Author | |
Genre | prose poetry |
Form | blank verse |
Date added | 2014-03-28 |
Linguistic correctness | |
Text quality | |
Views | 2205 |
Rzucili Cię przed
Czarno-białą szachownicą życia
Podejmujesz wyzwanie
Bezlitośnie niszczysz wrogów
Chronisz najbliższych
Trup ściele się gęsto
Broczysz już w krwi po kostki
Jest szansa Królu-chwiejesz się,ale jeszcze trwasz
Możesz strzec swoich,unicestwiać nieprzyjaciół
Nadal prowadzic walkę
Nagle pokryta trupami
Czarno-biała plansza życia
Przybiera odcienie szarości
Nic nie jest już takie jasne
Nic nie jest już takie proste
Czy aby na pewno wyeliminowałeś właściwych?
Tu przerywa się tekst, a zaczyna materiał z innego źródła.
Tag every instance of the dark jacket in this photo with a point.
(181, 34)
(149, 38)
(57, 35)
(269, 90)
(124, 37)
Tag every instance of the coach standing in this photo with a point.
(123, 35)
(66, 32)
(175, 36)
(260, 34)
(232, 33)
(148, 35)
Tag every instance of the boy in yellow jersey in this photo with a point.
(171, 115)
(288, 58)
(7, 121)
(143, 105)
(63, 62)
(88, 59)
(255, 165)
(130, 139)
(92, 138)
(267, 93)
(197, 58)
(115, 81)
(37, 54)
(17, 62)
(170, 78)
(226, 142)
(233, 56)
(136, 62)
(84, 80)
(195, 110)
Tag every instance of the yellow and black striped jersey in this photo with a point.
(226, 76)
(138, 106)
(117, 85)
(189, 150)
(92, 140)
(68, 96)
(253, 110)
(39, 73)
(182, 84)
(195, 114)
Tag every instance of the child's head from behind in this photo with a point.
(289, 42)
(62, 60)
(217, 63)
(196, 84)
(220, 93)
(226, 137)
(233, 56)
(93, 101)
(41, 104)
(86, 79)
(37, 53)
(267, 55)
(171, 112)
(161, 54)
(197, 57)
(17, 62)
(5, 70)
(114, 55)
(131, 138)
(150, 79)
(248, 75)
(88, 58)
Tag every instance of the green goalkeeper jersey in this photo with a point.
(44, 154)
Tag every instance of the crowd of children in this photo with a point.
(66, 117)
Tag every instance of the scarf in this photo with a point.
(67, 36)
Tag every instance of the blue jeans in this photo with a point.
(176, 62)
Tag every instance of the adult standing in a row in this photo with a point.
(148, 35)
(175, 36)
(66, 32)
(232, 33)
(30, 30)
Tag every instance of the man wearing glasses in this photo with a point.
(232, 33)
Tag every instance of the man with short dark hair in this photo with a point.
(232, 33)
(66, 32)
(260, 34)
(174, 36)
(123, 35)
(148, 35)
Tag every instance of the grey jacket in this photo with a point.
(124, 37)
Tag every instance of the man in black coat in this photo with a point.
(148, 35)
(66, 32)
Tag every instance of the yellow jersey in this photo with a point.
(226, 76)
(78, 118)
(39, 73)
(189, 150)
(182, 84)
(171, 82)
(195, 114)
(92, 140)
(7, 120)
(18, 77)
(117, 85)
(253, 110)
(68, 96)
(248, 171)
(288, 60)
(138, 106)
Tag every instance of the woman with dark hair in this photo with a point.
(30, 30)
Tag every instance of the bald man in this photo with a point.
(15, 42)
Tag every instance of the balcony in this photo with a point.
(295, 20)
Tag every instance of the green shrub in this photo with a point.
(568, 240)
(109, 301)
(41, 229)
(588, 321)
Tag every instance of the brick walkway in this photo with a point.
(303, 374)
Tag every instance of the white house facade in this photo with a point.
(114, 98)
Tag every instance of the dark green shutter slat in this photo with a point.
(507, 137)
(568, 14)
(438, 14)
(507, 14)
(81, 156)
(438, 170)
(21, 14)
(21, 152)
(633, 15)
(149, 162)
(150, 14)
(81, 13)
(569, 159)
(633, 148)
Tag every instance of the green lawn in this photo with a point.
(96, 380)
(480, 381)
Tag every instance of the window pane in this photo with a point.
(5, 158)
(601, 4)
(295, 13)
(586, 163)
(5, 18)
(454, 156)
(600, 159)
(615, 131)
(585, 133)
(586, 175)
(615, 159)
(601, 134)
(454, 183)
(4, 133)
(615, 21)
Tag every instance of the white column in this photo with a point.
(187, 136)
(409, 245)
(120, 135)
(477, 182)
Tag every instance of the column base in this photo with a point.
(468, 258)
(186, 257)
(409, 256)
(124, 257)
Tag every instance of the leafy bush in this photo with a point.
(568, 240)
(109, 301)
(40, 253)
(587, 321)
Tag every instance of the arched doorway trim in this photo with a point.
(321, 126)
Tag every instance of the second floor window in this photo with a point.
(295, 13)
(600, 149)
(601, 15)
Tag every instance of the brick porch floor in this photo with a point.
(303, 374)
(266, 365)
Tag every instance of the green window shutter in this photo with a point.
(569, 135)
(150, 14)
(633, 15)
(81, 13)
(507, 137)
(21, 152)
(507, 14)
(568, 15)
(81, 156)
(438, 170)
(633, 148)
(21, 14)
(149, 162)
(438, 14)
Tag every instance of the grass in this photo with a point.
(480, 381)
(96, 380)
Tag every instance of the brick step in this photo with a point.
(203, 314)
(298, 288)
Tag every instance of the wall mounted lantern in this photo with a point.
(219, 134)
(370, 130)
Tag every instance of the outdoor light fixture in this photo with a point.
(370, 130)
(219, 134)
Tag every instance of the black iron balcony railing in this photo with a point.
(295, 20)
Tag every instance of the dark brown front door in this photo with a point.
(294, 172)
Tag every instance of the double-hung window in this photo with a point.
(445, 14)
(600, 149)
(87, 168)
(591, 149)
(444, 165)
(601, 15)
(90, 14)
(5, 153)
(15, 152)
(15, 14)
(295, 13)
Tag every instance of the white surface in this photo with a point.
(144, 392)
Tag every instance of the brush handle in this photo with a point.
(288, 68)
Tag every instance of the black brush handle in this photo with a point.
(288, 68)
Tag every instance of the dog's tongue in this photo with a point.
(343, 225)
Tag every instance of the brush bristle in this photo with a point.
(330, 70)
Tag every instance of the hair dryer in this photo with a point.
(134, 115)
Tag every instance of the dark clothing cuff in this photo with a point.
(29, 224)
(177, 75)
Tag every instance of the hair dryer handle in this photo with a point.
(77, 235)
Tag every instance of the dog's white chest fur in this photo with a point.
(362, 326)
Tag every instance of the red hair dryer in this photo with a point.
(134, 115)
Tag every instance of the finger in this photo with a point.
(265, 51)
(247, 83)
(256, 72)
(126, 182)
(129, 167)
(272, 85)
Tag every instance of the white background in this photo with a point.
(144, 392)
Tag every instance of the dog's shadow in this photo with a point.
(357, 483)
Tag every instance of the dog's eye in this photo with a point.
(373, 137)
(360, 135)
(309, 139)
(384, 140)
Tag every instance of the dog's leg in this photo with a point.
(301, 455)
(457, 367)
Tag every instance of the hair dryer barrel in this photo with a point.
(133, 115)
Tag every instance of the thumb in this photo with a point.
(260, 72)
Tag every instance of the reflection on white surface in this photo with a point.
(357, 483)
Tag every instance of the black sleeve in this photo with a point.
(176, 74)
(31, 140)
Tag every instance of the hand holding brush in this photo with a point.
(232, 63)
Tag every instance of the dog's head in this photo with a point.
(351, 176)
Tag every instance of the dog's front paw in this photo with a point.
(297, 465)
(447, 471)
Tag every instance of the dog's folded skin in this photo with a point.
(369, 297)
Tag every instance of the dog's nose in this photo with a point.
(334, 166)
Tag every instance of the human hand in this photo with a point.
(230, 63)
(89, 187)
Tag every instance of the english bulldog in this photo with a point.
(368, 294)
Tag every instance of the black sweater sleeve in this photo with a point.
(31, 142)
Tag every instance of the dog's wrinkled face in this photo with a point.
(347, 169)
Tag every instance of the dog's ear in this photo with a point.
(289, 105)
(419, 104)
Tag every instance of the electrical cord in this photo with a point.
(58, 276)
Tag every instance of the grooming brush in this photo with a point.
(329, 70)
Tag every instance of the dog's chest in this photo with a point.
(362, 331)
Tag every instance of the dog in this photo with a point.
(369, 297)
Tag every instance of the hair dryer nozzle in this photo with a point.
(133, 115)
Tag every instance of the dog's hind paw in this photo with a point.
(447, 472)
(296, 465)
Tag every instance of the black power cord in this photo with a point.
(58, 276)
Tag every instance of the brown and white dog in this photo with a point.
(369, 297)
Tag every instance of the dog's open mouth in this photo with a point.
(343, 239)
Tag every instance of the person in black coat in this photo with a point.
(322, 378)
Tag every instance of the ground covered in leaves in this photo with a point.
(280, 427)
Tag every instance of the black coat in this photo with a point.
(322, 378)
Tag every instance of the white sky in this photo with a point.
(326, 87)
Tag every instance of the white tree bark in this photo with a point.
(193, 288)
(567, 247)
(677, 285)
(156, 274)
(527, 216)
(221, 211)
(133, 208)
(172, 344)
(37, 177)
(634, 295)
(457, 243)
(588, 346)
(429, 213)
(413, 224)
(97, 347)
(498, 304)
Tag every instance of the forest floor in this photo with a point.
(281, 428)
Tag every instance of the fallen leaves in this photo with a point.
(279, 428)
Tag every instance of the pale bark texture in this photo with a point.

Gdzie Ci,którzy byli Twymi przyjaciółmi?
Stali sie bezbarwni
Beznamiętni
I obojętni
Dla Ciebie
Siebie
I wszystkich
Zostałeś sam,drżący ze strachu
Rozglądasz sie bezradnie wokół
Nic-tylko zgliszcza
Jęki konających
Niektóre dogorywające postaci
Przeraźliwie wrzeszczą z bólu
Inne zobojętniałe tylko
Wiją się konając w milczeniu
Niektórzy Cię przeklinają
Wysyłając do piekła
Na wieczne męki
Co ja narobiłem
Nic nie stworzyłem
W amoku agresji
Zniszczyłem wszystko
A zostało tak mało czasu
Czuję,Ja,Król-mam siłę
Rozpoczynam szalony taniec
Miotam sie,chcę wszystko naprawić
A dostaję tylko cięgi od skrzywdzonych
Nic juz nie da się zrobić
Ja,Król,powoli kruszeję
Rozsypuję w proch
Pokrywając śmiertelnym pyłem
Przegraną partię życia
JEST JUŻ ZA PÓŹNO
ZA PÓŻNO,KRÓLU
NIE ISTNIEJESZ
OBY NIKT CIĘ NIE PAMIĘTAŁ
I NIGDY NIE BYŁEŚ KRÓLEM
TYLKO NĘDZNYM,BEZWOLNYM PIONKIEM
I zrobiłeś już wszystko
Czego od ciebie wymagał
KTOŚ? COŚ?
Na twoje szczeście nigdy się tego nie dowiesz,KRETYNIE!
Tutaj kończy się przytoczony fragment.